Reagan claimed Guatemala's human rights conditions were improving and overturned the arms embargo imposed on Guatemala by president Carter in 1977, by agreeing, in January 1983, to sell millions of dollars worth of military hardware, including weapons and vehicles, to the country's government. The decision was taken in spite of records concerning human rights violations, by-passing the approval from Congress.[12][13][14][15][16] Meanwhile, a then-secret 1983 CIA cable noted a rise in "suspect right-wing violence" and an increasing number of bodies "appearing in ditches and gullies."[17] In turn, Guatemala was eager to resurrect the Central American Defense Council, defunct since 1969, to join forces with the right-wing governments of El Salvador and Honduras in retaliations against the leftist Sandinista government of Nicaragua.

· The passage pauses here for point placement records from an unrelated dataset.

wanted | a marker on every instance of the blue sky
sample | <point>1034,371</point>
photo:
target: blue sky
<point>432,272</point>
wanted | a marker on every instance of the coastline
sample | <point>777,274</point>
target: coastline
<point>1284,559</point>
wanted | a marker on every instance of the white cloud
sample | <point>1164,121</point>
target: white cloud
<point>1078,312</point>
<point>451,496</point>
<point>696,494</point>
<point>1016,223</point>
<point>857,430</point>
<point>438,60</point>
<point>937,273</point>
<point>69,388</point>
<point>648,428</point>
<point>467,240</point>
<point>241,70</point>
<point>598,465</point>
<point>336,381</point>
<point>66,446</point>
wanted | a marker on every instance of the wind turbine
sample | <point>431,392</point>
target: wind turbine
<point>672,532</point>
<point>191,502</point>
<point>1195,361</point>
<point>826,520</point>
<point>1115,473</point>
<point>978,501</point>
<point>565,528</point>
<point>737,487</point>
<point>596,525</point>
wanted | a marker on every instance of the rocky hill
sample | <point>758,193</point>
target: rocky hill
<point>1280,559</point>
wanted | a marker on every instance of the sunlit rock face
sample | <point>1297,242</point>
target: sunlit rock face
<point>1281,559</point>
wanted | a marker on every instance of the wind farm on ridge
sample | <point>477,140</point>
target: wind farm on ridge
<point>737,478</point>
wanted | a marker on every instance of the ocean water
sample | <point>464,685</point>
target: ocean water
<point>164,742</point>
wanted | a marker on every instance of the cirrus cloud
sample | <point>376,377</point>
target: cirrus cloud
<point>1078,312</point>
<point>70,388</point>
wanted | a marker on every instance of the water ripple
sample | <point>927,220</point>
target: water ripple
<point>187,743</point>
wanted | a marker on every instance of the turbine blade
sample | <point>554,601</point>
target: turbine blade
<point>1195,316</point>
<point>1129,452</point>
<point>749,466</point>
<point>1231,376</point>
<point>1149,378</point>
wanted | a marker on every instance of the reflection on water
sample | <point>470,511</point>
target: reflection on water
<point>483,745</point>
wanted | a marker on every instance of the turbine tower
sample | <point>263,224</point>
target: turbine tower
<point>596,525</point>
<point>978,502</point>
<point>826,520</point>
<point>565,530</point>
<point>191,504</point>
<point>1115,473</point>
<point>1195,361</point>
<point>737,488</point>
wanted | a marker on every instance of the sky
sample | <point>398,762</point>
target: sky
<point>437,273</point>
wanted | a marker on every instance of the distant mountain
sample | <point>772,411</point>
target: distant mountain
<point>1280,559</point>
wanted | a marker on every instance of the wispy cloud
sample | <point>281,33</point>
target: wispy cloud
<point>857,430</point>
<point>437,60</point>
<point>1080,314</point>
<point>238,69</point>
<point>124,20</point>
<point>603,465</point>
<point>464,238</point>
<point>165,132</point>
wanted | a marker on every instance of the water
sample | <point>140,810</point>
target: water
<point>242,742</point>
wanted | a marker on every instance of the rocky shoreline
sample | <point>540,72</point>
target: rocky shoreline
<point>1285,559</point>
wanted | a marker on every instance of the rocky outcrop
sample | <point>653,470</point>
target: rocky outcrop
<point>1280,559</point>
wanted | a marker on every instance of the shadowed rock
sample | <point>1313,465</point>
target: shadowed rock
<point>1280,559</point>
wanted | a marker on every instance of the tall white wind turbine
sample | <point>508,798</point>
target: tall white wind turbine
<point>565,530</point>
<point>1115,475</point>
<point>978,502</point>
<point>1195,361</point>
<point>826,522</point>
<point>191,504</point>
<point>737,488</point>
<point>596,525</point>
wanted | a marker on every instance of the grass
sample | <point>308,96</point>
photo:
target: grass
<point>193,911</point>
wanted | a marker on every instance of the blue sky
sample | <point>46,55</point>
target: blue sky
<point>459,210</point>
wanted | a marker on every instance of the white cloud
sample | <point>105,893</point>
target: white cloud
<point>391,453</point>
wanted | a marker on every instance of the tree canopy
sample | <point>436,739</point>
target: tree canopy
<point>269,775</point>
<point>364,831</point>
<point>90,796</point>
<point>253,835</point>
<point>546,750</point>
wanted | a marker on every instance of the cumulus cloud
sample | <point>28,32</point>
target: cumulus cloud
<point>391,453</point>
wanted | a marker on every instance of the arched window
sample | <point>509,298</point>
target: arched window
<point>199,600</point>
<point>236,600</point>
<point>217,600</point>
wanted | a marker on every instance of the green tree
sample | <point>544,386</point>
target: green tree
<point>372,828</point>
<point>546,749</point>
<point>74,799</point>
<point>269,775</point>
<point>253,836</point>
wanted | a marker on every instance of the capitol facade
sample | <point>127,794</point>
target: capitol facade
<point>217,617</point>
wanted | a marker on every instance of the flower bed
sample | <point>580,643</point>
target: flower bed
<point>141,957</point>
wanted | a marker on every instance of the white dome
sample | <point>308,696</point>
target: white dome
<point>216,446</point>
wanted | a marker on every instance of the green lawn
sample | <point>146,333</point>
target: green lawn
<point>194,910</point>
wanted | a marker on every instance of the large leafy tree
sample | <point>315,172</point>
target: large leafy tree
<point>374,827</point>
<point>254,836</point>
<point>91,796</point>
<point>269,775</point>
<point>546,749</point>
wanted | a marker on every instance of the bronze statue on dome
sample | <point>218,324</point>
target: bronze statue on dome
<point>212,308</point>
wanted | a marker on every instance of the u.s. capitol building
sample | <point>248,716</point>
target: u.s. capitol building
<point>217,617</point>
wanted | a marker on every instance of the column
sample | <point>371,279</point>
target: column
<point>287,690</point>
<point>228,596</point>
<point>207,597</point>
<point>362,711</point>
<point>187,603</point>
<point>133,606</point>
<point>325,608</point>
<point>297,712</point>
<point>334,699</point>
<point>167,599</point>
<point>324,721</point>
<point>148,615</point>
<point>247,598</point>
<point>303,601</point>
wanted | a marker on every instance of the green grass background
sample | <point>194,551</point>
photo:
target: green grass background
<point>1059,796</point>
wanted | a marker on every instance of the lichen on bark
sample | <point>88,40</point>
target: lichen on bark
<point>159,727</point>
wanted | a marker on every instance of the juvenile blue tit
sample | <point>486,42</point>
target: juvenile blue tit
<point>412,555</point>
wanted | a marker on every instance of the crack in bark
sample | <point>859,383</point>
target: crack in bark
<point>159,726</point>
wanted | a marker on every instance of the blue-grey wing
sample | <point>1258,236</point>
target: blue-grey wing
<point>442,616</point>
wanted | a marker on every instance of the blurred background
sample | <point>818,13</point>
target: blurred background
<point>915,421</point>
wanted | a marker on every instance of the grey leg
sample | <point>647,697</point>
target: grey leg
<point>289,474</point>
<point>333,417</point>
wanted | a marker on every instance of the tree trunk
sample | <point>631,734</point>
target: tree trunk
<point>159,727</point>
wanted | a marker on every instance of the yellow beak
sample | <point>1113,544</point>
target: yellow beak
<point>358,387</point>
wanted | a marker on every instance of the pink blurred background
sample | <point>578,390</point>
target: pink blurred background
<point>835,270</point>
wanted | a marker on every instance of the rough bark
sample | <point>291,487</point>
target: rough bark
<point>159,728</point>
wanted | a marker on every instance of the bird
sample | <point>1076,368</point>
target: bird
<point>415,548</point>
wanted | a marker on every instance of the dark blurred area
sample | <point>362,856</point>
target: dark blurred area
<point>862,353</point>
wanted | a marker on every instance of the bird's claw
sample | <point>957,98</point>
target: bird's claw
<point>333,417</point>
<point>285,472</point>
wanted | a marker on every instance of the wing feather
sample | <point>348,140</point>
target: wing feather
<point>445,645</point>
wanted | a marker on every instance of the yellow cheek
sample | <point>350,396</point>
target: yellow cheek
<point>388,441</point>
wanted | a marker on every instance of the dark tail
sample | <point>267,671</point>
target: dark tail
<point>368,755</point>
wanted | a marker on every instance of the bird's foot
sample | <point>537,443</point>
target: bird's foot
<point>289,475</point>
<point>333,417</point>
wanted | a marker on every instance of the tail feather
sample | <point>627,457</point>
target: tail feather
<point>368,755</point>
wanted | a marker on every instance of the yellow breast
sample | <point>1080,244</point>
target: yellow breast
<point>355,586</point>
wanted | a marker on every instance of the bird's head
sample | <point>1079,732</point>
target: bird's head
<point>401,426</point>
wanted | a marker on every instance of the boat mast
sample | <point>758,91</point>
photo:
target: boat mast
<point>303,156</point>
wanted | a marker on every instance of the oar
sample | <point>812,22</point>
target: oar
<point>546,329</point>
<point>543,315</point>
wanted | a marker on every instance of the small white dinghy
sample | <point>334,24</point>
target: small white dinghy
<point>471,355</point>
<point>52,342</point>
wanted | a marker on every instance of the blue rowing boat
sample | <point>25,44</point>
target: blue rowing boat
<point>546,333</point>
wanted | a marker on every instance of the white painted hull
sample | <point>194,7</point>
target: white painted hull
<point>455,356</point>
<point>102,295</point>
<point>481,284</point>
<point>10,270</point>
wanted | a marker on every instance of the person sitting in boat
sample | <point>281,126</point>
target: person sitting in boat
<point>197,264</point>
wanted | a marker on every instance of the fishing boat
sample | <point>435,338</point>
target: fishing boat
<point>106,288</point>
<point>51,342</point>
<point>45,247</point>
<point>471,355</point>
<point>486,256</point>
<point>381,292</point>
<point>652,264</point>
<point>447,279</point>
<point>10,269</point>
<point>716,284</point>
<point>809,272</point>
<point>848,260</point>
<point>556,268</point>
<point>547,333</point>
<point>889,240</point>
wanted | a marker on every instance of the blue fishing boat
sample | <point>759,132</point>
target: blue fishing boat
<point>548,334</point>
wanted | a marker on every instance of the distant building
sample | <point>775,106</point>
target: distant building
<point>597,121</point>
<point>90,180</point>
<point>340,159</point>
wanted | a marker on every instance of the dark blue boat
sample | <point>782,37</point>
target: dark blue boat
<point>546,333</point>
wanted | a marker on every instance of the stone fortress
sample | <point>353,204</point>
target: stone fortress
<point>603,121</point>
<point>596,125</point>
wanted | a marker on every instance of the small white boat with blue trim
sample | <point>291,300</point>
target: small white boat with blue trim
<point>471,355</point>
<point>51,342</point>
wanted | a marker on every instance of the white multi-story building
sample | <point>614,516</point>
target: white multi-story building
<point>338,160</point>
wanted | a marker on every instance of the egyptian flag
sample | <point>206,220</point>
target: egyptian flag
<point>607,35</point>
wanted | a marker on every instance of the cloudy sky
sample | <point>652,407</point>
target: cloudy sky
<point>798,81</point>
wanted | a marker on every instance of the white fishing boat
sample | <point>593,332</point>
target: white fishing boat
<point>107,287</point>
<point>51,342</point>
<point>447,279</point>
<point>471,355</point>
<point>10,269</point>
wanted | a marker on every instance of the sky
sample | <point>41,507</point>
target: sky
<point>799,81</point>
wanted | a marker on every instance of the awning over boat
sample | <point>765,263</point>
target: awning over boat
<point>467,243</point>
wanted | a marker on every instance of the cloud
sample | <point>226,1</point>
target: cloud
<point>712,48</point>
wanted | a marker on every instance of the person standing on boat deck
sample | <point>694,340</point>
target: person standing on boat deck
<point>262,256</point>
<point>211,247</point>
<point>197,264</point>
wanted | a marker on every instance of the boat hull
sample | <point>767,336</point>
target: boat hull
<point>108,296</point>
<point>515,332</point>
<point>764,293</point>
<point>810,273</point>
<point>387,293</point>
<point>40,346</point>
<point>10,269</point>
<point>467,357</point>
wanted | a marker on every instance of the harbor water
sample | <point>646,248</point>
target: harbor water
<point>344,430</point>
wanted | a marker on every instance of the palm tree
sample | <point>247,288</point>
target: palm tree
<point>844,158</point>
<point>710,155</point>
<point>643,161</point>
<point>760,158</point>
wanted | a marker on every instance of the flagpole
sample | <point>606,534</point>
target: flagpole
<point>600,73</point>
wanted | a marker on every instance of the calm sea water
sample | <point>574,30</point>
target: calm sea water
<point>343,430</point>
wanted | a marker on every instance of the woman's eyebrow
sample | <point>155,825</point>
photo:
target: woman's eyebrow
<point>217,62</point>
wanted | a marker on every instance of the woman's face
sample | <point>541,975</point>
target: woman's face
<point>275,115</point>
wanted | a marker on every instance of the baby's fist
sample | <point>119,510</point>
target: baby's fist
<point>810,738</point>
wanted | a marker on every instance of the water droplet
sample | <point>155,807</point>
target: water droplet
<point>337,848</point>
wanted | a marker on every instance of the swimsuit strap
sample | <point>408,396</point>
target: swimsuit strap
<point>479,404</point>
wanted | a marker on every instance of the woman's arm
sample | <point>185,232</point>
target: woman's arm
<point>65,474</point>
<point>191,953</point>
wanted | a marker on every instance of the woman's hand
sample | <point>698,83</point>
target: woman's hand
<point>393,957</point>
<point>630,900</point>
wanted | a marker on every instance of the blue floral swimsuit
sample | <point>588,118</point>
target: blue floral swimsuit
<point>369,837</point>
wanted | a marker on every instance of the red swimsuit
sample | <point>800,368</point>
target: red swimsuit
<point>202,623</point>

http://www.cbsnews.com/8301-501715_162-57363396/guatemala-ex-dictator-must-appear-in-genocide-case/


~snip~
There are plenty of references on the Web to Falwell's friendship with this guy, this guy who wiped out so many people in such a short period of time. Rios Montt was probably better known to the researchers of religious right affairs as Pat Robertson's buddy. From RightWatch's page on the Christian Broadcasting Network:

Within a week of the 1982 coup which brought evangelical Gen. Efrain Rios Montt to power, Pat Robertson flew to Guatemala to meet with the new president. (28) Rios Montt's first interview as president was with Robertson, who aired it on "The 700 Club" and praised the new military government. (14) Robertson also urged donations for International Love Lift, a relief project of Rios Montt's U.S. church, Gospel Outreach. (28) Rios Montt said that Pat Robertson had offered to send missionaries and "more than a billion dollars" in aid from U.S. fundamentalists. Robertson, however, claimed that he hoped to match the earlier CBN donation of $350,000 in earthquake relief and send "a small team of medical and agricultural experts" to Guatemala. (14) CBN reportedly sponsored a campaign to send money and agricultural and medical technicians to help design the first model villages under Rios Montt. (4)

More:
http://www.dailykos.com/story/2007/05/15/334999/-Jerry-Falwell,-friend-of-Efrain-Rios-Montt

 

sulphurdunn

(6,891 posts)
3. Rios Montt
Sun Jan 22, 2012, 01:38 PM
Jan 2012

deserves to fry for what he did in the Guatemalan Highlands in the name of God and Country.